Trimming them a bit at a time without hitting the quick will result in the quick drawing back and becoming shorter--- and a shorter nail over time.


----------



## Lauri & The Gang (Jun 28, 2001)

Or using a dremel a little bit every day! Trimming the nails pushes the quick back up the nail. Using the dremel a little bit each day will do the same as cutting them and it's easier to take of just a tad using the dremel than the clippers.


----------



## Miss Molly May (Feb 19, 2010)

Wild Wolf said:


> Trimming them a bit at a time without hitting the quick will result in the quick drawing back and becoming shorter--- and a shorter nail over time.

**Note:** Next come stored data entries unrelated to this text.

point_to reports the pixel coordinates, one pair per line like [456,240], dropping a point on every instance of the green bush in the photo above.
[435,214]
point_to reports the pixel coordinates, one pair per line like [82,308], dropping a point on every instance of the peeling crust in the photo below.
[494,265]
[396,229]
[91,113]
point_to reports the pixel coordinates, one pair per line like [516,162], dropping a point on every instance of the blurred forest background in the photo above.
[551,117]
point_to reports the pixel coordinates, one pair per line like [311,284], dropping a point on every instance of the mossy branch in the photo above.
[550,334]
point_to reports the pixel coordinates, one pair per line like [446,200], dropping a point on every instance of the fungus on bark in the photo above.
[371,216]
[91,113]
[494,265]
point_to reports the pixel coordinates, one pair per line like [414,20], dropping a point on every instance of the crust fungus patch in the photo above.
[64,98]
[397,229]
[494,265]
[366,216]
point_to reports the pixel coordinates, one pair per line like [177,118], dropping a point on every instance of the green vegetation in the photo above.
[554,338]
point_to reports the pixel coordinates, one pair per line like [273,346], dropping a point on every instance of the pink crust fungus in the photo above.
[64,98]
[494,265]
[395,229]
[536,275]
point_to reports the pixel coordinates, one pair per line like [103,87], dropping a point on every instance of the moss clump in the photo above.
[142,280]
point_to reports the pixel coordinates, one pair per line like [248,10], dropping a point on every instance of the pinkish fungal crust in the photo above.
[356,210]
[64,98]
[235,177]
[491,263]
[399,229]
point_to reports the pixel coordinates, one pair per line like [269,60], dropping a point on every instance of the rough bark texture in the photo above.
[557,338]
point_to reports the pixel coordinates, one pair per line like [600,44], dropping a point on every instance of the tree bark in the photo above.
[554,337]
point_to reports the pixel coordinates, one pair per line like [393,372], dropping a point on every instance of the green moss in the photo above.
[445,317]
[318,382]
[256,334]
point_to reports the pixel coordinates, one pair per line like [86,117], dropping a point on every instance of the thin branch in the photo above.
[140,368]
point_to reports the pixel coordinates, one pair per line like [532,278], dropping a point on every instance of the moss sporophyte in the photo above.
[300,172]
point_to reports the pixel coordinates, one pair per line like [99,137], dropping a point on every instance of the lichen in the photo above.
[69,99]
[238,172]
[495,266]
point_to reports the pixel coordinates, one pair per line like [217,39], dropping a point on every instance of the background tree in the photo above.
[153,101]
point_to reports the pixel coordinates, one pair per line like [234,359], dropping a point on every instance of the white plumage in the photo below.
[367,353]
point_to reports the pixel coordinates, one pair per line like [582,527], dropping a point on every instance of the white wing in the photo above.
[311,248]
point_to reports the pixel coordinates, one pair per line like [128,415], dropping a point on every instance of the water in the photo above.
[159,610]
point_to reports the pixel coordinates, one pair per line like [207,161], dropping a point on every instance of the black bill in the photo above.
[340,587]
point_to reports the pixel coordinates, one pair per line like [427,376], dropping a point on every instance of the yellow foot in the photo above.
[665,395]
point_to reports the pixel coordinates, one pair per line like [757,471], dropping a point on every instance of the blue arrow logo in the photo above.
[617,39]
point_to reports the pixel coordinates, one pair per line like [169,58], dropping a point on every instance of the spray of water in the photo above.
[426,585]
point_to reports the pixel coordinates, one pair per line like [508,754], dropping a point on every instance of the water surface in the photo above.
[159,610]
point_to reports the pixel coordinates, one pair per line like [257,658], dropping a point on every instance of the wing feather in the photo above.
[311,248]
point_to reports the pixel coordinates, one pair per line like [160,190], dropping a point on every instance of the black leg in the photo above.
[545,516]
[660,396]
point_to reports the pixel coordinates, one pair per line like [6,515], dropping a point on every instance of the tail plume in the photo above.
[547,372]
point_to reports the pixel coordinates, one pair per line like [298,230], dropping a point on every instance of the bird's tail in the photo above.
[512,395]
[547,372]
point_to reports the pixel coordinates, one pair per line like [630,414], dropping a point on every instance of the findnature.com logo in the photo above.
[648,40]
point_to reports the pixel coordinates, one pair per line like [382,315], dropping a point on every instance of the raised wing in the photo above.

Do I trim a little everyday?


----------



## Miss Molly May (Feb 19, 2010)

Lauri & The Gang said:


> Or using a dremel a little bit every day! Trimming the nails pushes the quick back up the nail. Using the dremel a little bit each day will do the same as cutting them and it's easier to take of just a tad using the dremel than the clippers.


 
Sounds good thank you! I am going to buy a dremel tomorrow!


----------



## marshies (May 18, 2011)

Shirley Chong has a page where she suggests building a large file from sandpaper and wood, and clicker training the dog the file her own nails. Apparently, dogs really enjoy the motion. This will save you the time and trouble of doing her nails!


----------



## lorihd (Nov 30, 2011)

i posted a thread a while back about nail trimming. it was suggested that i use dremel, so i purchased it, and boy it makes life so much easier


----------



## Miss Molly May (Feb 19, 2010)

[email protected] said:


> i posted a thread a while back about nail trimming. it was suggested that i use dremel, so i purchased it, and boy it makes life so much easier


what kind of bit do you use (what grid)


----------



## Cassidy's Mom (Mar 30, 2003)

Miss Molly May said:


> what kind of bit do you use (what grid)


Complete instructions here: How to Dremel Dog Nails @ DoberDawn.com


----------



## gsdheeler (Apr 12, 2010)

It's also a good idea to trim the hair between the pads.


----------



## Verivus (Nov 7, 2010)

Just a warning, but some dogs do not do well with dremels. My little one prefers regular clipping then the dremel, and my GSD thinks it is a toy he must bite.  Clippers work much better and faster in my home. Maybe the dremel will make a comeback when they are older.


----------